CBS Corp. (NYSE:CBSC) launched CBS All Access over 2 years ago for less than $6 per month. At that time the service live-streamed in selected markets and compared to streaming content providers like Netflix Inc. (NASDAQ:NFLXC) and Hulu, which is jointly owned by The Walt Disney Co. (NYSE:DISC) and others, CBS offered very little impressive programming.
That was then. Now, live station feeds of CBS All Access content are available across almost the entire U.S. including full seasons of shows like NCIS. The network is even set to offer a new edition of Star Trek on the platform and soon, Sunday and Thursday NFL games.
Risk Versus Reward
This philosophy has involved some risk. CBS elected not to join in on AT&T Inc.’s (NYSE:TB) DirecTV Now in November. It has yet to sign a deal with DISH Network Corp.’s (NASDAQ:DISHB) Sling TV and is also not part of Hulu, despite the fact Hulu plans to launch a cable-style streaming package early this year.
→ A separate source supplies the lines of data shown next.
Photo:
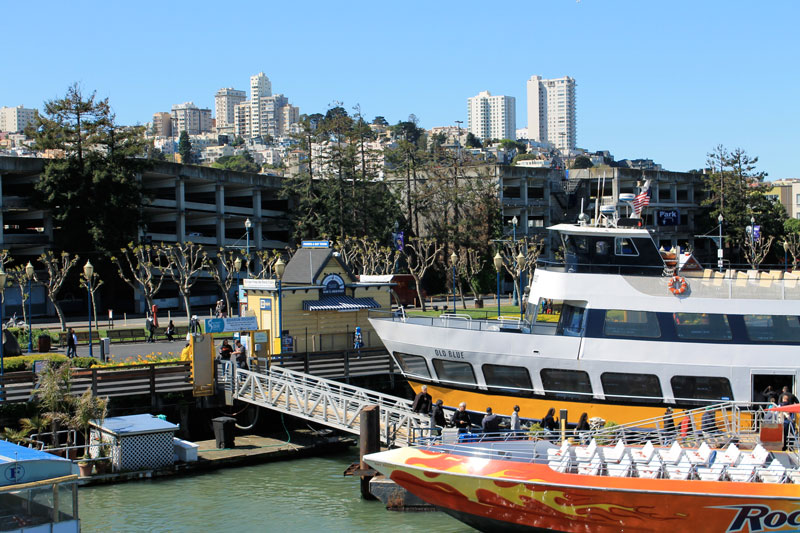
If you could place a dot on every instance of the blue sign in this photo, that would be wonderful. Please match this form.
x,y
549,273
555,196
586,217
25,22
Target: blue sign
x,y
670,217
316,244
223,325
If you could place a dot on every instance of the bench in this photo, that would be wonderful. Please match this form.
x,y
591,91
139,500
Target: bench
x,y
83,337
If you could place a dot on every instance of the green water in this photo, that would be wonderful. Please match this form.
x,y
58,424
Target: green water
x,y
293,496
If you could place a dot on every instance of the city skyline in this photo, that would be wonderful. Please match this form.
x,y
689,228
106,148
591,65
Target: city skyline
x,y
666,82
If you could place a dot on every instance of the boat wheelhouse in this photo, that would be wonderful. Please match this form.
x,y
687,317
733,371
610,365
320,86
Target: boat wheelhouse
x,y
618,330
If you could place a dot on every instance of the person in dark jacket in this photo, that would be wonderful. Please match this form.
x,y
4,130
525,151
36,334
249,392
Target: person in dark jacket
x,y
549,422
422,401
461,418
490,422
437,415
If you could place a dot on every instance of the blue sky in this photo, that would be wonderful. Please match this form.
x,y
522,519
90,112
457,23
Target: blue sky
x,y
663,80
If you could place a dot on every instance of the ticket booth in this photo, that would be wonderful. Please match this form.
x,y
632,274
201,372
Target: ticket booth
x,y
317,304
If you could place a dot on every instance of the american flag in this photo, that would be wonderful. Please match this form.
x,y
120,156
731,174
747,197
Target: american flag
x,y
642,199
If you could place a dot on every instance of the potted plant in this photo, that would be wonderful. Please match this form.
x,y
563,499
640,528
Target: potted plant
x,y
103,464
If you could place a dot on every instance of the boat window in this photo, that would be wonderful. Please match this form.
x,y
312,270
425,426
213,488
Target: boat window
x,y
412,364
560,382
772,328
702,326
701,388
571,322
507,378
625,246
454,371
623,323
631,387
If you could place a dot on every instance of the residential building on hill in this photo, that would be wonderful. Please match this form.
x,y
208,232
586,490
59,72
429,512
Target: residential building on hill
x,y
492,117
15,119
551,111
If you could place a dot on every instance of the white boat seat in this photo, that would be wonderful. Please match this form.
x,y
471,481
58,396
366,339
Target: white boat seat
x,y
615,454
652,470
643,454
593,467
700,455
774,473
621,468
586,454
673,455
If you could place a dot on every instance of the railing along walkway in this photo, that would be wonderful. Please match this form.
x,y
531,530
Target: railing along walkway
x,y
331,403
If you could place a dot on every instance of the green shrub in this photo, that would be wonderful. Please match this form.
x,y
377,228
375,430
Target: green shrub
x,y
25,362
84,362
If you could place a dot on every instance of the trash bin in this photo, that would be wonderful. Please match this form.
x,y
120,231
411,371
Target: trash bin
x,y
44,343
105,348
224,428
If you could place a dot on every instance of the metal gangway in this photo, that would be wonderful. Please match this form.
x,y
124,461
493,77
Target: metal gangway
x,y
324,401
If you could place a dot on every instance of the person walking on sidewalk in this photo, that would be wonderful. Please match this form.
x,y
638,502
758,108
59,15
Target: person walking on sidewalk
x,y
72,348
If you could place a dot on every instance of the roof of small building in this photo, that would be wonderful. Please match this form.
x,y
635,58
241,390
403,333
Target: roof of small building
x,y
306,265
135,424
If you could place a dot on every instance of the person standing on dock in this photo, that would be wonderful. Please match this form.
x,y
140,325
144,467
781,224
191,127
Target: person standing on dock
x,y
461,418
515,419
422,401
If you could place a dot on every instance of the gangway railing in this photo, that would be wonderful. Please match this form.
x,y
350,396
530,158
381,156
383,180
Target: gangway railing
x,y
324,401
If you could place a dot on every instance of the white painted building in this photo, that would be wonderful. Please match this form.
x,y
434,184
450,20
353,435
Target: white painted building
x,y
15,119
492,117
551,111
190,118
225,101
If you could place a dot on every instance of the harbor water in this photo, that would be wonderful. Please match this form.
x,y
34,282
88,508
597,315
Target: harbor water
x,y
293,496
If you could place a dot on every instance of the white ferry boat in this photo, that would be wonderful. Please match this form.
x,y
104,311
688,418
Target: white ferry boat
x,y
630,334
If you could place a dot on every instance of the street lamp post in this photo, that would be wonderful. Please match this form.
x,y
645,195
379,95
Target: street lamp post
x,y
88,272
785,265
719,249
498,264
520,264
280,267
247,226
453,259
514,222
237,264
3,278
29,275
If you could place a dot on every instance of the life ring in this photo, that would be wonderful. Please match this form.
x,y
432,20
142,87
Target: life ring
x,y
677,285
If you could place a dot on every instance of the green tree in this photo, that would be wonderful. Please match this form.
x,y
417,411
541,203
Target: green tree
x,y
582,162
185,148
472,141
93,192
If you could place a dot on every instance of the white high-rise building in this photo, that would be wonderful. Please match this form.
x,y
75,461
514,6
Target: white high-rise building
x,y
260,90
188,117
551,112
492,117
225,101
15,119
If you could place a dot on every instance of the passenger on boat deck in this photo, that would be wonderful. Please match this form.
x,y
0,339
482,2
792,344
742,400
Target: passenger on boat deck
x,y
708,422
490,422
437,414
515,419
669,423
422,401
792,397
549,422
461,418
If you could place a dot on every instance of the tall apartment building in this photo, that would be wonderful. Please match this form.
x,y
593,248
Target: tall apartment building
x,y
190,118
15,119
225,102
551,111
492,117
162,124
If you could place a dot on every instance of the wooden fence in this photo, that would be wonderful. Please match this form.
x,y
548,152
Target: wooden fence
x,y
127,380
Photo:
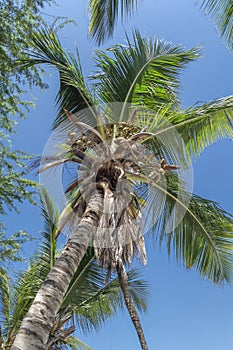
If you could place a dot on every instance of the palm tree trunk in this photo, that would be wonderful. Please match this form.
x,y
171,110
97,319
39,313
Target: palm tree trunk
x,y
38,322
123,280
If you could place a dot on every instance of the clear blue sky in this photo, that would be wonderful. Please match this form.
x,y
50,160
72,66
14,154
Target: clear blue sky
x,y
184,312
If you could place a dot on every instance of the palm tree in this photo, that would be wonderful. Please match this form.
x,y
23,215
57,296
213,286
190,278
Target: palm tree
x,y
104,15
116,173
88,302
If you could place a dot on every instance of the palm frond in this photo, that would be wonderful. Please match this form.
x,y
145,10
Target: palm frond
x,y
203,239
73,93
221,12
77,344
203,125
104,15
92,301
144,73
30,280
4,300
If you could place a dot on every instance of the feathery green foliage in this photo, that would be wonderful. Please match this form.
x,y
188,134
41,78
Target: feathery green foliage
x,y
139,73
221,13
104,15
88,303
So far CBS All Access has about 1.2 million paying subscribers of which 10-15% pay for the $9.99 ad-free option. CBS projects about 4 million paid subscribers by 2020.
Many believe the go-it-alone philosophy of CBS All Access waters down the network’s negotiating leverage. Some cable operators suggest that if CBS won’t play ball, all they have to do is give their subscribers a modestly-priced free year of CBS All Access programming.
Charter Communications Inc. (NASDAQ:CHTRC) and Comcast Corp. (NASDAQ:CMCSAC) are two of the big names that see CBS weakening its position. Others point out that pushing people away from traditional pay-tv could hurt their bottom line as well.
Problems For Streamers
For both consumers who want to become cord-cutters and providers, like CBS that want to attract them, there are still many issues and problems to be resolved before widespread adoption happens.
The problems range from obtaining a quality internet connection, sharing that connection (more equipment), choosing providers and deciding which of a myriad set-top and other devices to use to connect your television to the internet.
It doesn’t take long to sign up for enough of the available services to find yourself spending more as a cord-cutter than you did subscribing to conventional pay TV.
Sorting It All Out
CBS has a lot to sort out. In addition to deciding how it will monetize content, the network has to decide whether it can attract enough subscribers to justify its continuing snub of bigger players.
Then there are the local stations, which currently receive about 10% of CBS All Access subscription fees. Those affiliates are likely to demand a bigger slice of the pie, especially if the service continues to grow and achieve success.